Cette assemblée d’environ 500 personnes, regarde et se délecte des réponses tantôt drôles, tantôt personnelles mais toujours aussi digressives. Car si on doutait encore de la bonne humeur et de l’humour, on en a eu la preuve par ses réponses. Jamais il ne peut se contenter de phrases courtes straight to the point. Il se sent obligé de se lancer dans des propos tous plus drôles et émouvants les uns que les autres.

Quand on lui demande s’il est cynique, il répond que non, il est mélancolique. « Je ne vois pas pourquoi on ne pourrait pas alterner les pleures et les rires, je suis sûr que même pendant la guerre on passe de bons moments » alors pourquoi pas en faire autant avec le cancer? C’est pour cela qu’il commence par la provoque dans sa chanson « Quand c’est » : « T’as d’abord voulu t’faire ma mère. T’as même commencé par ses seins. » et il a raison c’est drôle. Drôle comme ses punchlines les plus tragiques, triste comme ses blagues les plus légères.

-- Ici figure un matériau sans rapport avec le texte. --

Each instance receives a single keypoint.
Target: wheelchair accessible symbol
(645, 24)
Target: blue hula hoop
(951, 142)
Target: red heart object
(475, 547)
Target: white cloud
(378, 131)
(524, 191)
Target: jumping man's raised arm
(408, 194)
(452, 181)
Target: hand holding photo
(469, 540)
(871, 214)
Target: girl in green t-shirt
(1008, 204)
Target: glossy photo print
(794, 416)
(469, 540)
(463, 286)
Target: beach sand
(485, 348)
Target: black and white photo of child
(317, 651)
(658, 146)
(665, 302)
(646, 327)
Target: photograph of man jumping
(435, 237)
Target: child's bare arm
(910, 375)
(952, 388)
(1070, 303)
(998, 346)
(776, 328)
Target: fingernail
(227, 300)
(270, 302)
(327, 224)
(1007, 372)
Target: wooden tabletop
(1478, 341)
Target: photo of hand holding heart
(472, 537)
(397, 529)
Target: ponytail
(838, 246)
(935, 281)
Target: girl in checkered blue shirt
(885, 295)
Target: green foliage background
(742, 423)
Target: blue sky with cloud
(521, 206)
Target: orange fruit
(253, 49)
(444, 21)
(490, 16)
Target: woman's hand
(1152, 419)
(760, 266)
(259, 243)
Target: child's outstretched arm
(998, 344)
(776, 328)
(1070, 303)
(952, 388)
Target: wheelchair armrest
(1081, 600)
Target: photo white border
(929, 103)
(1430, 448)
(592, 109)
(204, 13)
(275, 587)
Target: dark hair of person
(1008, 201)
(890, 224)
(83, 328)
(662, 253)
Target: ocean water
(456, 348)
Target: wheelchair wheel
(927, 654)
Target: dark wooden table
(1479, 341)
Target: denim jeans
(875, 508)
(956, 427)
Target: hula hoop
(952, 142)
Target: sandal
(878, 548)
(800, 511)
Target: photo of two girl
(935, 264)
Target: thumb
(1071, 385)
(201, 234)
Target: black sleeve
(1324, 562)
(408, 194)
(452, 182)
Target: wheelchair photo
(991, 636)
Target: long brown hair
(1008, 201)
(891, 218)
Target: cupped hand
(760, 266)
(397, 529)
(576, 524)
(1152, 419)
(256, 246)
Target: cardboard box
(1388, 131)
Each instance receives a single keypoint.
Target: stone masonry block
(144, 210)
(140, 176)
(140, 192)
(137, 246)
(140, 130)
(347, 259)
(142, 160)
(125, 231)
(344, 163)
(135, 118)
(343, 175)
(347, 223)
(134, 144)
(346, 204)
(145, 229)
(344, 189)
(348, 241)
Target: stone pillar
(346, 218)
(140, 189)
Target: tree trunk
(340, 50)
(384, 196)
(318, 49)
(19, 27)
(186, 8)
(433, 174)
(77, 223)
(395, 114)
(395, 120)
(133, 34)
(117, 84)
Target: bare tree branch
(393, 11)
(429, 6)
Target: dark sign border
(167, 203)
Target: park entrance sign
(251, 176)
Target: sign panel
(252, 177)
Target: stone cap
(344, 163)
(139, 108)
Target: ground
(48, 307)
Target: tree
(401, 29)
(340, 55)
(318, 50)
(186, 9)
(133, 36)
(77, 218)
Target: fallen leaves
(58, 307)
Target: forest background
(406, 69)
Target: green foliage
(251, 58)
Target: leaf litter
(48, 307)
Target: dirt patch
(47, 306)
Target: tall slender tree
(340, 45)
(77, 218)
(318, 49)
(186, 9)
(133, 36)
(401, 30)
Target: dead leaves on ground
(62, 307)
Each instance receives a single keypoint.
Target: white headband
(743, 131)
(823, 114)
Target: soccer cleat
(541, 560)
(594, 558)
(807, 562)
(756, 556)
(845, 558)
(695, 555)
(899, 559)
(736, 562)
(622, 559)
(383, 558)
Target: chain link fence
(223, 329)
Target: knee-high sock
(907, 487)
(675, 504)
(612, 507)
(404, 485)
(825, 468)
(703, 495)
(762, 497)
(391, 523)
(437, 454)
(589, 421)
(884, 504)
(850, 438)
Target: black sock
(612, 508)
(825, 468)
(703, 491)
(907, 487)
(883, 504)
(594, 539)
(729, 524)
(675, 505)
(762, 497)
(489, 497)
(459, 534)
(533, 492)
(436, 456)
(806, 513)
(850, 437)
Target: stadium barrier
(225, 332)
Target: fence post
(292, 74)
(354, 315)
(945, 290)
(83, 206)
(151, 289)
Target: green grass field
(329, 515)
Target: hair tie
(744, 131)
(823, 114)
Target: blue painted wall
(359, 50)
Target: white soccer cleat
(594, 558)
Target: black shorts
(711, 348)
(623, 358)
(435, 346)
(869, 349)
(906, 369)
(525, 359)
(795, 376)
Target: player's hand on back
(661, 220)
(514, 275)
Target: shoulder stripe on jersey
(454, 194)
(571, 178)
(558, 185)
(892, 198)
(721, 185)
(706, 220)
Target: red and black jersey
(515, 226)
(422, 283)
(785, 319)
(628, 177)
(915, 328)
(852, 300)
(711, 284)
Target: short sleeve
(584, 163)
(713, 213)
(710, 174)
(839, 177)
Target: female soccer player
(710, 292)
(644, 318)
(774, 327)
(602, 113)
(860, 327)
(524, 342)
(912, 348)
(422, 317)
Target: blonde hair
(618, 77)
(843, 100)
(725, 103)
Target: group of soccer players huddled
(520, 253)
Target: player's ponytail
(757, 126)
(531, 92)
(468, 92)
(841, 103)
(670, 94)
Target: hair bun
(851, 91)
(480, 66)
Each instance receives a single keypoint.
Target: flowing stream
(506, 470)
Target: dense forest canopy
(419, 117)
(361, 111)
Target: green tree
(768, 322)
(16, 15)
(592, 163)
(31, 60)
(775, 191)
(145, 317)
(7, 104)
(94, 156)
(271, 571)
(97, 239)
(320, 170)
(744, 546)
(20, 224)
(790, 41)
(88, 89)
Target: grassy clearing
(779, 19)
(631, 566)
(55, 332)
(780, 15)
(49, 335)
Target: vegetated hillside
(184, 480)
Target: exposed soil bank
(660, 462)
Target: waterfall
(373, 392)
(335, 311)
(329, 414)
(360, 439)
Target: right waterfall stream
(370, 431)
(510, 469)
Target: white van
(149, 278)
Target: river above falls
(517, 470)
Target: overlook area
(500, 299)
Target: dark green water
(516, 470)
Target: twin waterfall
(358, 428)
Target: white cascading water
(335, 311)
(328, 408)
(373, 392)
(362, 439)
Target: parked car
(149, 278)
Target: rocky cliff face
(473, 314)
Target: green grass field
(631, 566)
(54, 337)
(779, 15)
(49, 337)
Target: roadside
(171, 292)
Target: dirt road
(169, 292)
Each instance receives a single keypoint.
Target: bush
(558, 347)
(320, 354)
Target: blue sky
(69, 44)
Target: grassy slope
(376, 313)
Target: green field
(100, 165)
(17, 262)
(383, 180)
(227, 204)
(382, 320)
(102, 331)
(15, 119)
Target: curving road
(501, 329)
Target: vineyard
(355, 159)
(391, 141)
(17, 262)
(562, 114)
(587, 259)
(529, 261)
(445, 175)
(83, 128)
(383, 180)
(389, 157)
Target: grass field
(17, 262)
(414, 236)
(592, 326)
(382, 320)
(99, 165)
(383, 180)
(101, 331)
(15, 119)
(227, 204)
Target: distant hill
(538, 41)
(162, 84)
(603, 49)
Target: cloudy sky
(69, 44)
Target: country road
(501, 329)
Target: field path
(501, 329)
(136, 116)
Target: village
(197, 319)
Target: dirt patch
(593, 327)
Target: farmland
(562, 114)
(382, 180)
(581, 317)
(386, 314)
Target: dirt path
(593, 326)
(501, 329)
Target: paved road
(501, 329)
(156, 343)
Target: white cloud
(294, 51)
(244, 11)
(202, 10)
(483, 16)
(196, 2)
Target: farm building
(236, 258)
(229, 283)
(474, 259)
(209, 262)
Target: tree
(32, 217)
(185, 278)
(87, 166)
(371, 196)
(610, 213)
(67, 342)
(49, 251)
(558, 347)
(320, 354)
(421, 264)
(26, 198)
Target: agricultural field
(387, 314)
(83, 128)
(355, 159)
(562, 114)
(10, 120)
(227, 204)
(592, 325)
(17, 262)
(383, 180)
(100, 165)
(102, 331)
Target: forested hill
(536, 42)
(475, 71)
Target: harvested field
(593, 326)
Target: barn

Il n’hésite pas à parler de sa mère qui, « alors que certains s’endettent pour acheter des voitures préférait s’endetter pour voyager avec ses enfants ». Le jeune Paul a d’ailleurs été très marqué par la dignité d’un peuple bolivien qui  « a ses problèmes, travaille dur et n’espère ni pitié ni rien du tout », une leçon pour les occidentaux.

De son père qui ne l’a pas reconnu, qu’il n’a vu que quelques fois, qui a beaucoup été absent, qui l’est aujourd’hui pour toujours. Mais qui a fait de son mieux. « Devenir adulte, c’est comprendre ses parents car qui suis-je pour pardonner mon père ?! » Une phrase forte de celui à qui on a pas tout donné, mais qui est déjà reconnaissant de ce qu’il a eu.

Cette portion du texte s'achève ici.